United Way is working with private, public, faith-based and community partners to assess the long-term recovery needs of each community. It is also helping in the provision of food, shelter, emergency health and transportation for those affected by the floods. The United Way of the Mid-South (Memphis, Tennessee) and United Way of the Capitol Area (Jackson, Mississippi) have each established disaster relief funds.
The American Red Cross is helping flood victims forced from their homes. In Memphis, 400 Red Cross volunteers are helping to run Red Cross shelter and are providing food and water to residents and first responders. In Jackson, Mississippi, more than 50 volunteers gathered to assemble relief kits. Click here to donate to the Red Cross. You can also make a $10 donation by texting the word "REDCROSS" to 90999.
AmeriCares has been delivering medicines, medical supplies and aid to people across the South since the tornadoes struck. Click here to donate.

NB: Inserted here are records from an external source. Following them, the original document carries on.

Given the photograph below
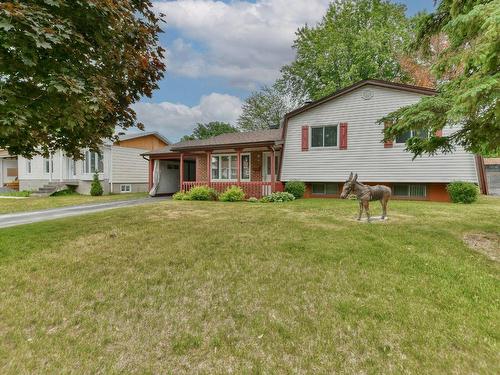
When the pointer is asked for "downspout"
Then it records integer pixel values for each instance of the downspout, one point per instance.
(481, 175)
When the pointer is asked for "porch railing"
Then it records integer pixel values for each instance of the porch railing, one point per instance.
(257, 189)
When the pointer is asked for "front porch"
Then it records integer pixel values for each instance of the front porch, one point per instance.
(254, 170)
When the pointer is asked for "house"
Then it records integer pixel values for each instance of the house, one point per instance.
(120, 166)
(319, 144)
(492, 171)
(8, 170)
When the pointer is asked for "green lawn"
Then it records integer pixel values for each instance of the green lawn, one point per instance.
(205, 287)
(8, 205)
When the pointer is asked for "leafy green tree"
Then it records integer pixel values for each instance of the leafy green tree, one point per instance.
(69, 71)
(265, 109)
(468, 81)
(356, 40)
(210, 129)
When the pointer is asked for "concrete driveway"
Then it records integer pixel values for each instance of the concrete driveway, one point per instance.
(10, 220)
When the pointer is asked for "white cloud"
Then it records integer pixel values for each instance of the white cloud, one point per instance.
(242, 41)
(175, 120)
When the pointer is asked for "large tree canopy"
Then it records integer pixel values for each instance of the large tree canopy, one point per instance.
(468, 81)
(210, 129)
(69, 71)
(265, 109)
(356, 40)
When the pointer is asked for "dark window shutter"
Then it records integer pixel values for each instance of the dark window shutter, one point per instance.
(305, 138)
(388, 143)
(343, 135)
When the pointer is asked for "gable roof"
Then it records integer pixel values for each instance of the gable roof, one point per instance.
(240, 139)
(357, 85)
(127, 137)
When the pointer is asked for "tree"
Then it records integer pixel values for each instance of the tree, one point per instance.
(211, 129)
(355, 40)
(265, 109)
(69, 71)
(468, 82)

CNN has compiled a comprehensive list of organizations helping victims across the South. For more information on the organizations and how to donate, click here.

Eventually, climate change is going to be brought into this conversation, because these kinds of floods -- featuring unusual volumes of water being delivered into river systems from the atmosphere -- are in fact exactly what climate-change scientists predicted would occur as a result of global warming. And as sure as night follows day, the right-wing denialists will be attacking any such observations.